A new report published by the Institution of Mechanical Engineers calls on the government to introduce legislation for a national insulation programme covering every home in the UK.
The report, ‘Heat Energy: The Nation’s Forgotten Crisis’ recommends that the government carries out the following:
- Declare all UK building stock ‘national infrastructure’ and instigate a legislatively driven insulation programme, providing incentives such as reducing stamp duty for homeowners to install insulation to national standards. For those who cannot afford to pay, a national scheme to cover the cost of work would be funded by general taxation.
- Recognise the key role of the installer community and instigate a mandatory national installer ‘sustainable heat’ certification scheme, similar to the CORGI certification / Gas Safe Register for gas installers.
- Tackle the provision of larger pieces of national heat infrastructure, as well as the interconnection and integration of heat systems with other energy networks.
Dr Tim Fox, lead author of the report and Fellow of the Institution of Mechanical Engineers, said: “The UK’s housing stock is some of the most poorly insulated in the developed world, largely because of the age of much of the country’s domestic dwellings and the failure of successive Governments to take the meaningful action required on energy efficiency measures.”
He added, “The amount of money and fuel that is wasted on heating poorly insulated homes is appalling, and the UK is facing a future of depleting UK gas reserves.

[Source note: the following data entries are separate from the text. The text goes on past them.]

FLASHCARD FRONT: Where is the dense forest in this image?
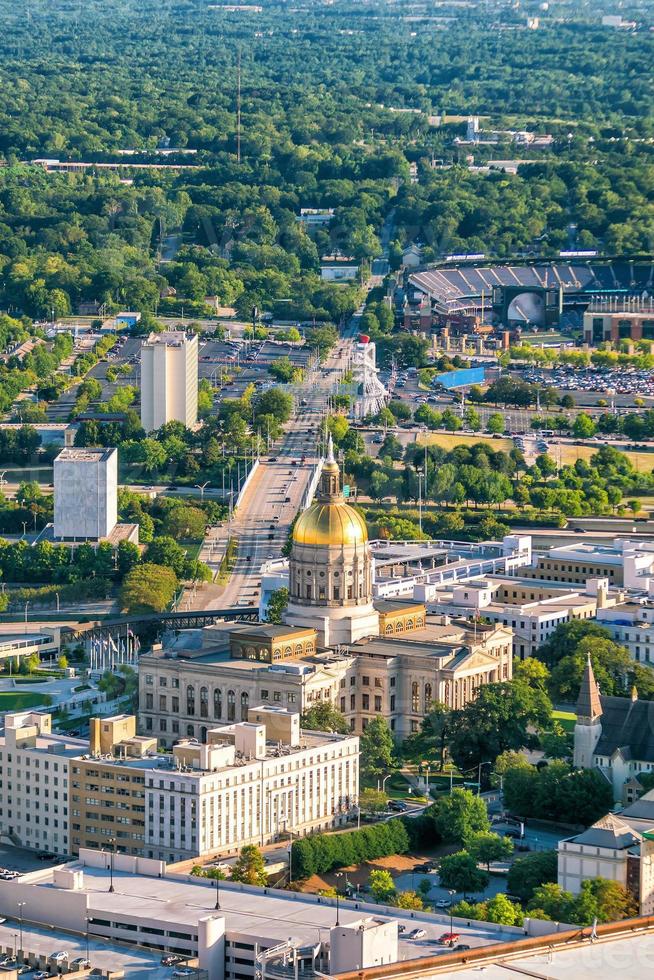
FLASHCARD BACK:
[0,0,654,321]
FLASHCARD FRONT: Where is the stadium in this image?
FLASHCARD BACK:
[406,258,654,327]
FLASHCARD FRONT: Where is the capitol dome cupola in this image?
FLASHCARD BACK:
[284,436,379,645]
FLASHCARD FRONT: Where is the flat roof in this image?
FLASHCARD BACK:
[55,447,118,463]
[444,928,654,980]
[143,330,193,347]
[373,599,425,613]
[538,544,624,565]
[0,911,170,980]
[16,861,518,960]
[232,623,316,640]
[0,732,89,762]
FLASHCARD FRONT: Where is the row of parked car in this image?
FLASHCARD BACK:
[0,949,91,980]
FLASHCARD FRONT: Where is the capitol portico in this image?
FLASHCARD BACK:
[284,436,379,646]
[139,440,513,744]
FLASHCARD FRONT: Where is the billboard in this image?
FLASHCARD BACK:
[436,367,484,389]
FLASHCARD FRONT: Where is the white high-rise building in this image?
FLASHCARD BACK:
[54,449,118,541]
[141,330,198,432]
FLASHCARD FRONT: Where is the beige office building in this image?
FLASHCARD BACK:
[0,711,88,854]
[70,705,359,863]
[139,616,513,746]
[53,449,118,541]
[141,330,198,432]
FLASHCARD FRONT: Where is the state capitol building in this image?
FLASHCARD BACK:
[139,441,512,745]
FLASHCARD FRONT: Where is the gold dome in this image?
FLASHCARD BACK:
[293,500,368,547]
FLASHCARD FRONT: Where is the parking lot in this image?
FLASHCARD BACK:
[521,367,654,398]
[0,844,61,873]
[0,920,172,980]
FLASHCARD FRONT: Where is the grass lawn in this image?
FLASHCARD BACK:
[180,541,202,561]
[386,772,426,803]
[416,432,513,453]
[548,443,654,473]
[0,691,51,713]
[13,674,54,684]
[552,711,577,732]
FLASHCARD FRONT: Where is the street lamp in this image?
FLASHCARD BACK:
[477,762,493,796]
[17,902,26,952]
[334,871,343,927]
[108,837,116,892]
[447,888,456,946]
[85,915,93,963]
[416,466,427,534]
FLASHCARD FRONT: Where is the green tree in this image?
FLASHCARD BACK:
[438,851,488,896]
[266,587,288,626]
[359,716,396,782]
[573,878,638,925]
[230,844,268,885]
[434,787,490,842]
[486,412,504,435]
[572,412,597,439]
[161,504,207,541]
[450,678,552,769]
[484,892,524,926]
[465,831,513,871]
[369,869,395,902]
[302,701,350,735]
[403,701,452,770]
[507,851,558,903]
[359,787,388,814]
[527,881,574,922]
[120,562,177,613]
[391,891,425,912]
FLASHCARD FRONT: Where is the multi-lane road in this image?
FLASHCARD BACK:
[191,340,356,609]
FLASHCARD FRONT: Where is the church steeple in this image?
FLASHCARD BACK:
[572,654,602,769]
[317,432,341,502]
[577,654,602,722]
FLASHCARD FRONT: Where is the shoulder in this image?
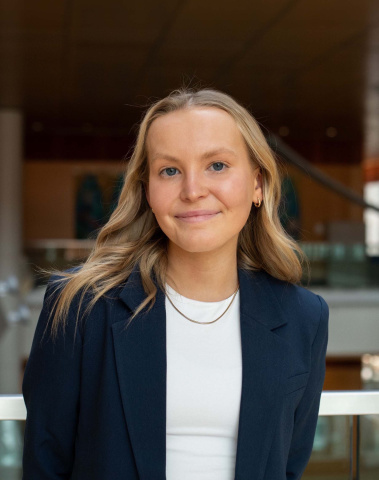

It is clear that it is time for urgent action to improve energy efficiency in UK homes.”
Earlier this year, new ‘Minimum Energy Efficiency Standards’ legislation being introduced by the Government would make it against the law for private landlords in England and Wales to rent out inefficient properties. Landlords will be required to upgrade the energy efficiency in all of their properties which currently have an EPC [Energy Performance Certificate] rating of ‘F’ or ‘G’ to a minimum of an ‘E’ rating by 1 April 2018. However, the proposals by the Institution of Mechanical Engineers go far beyond that.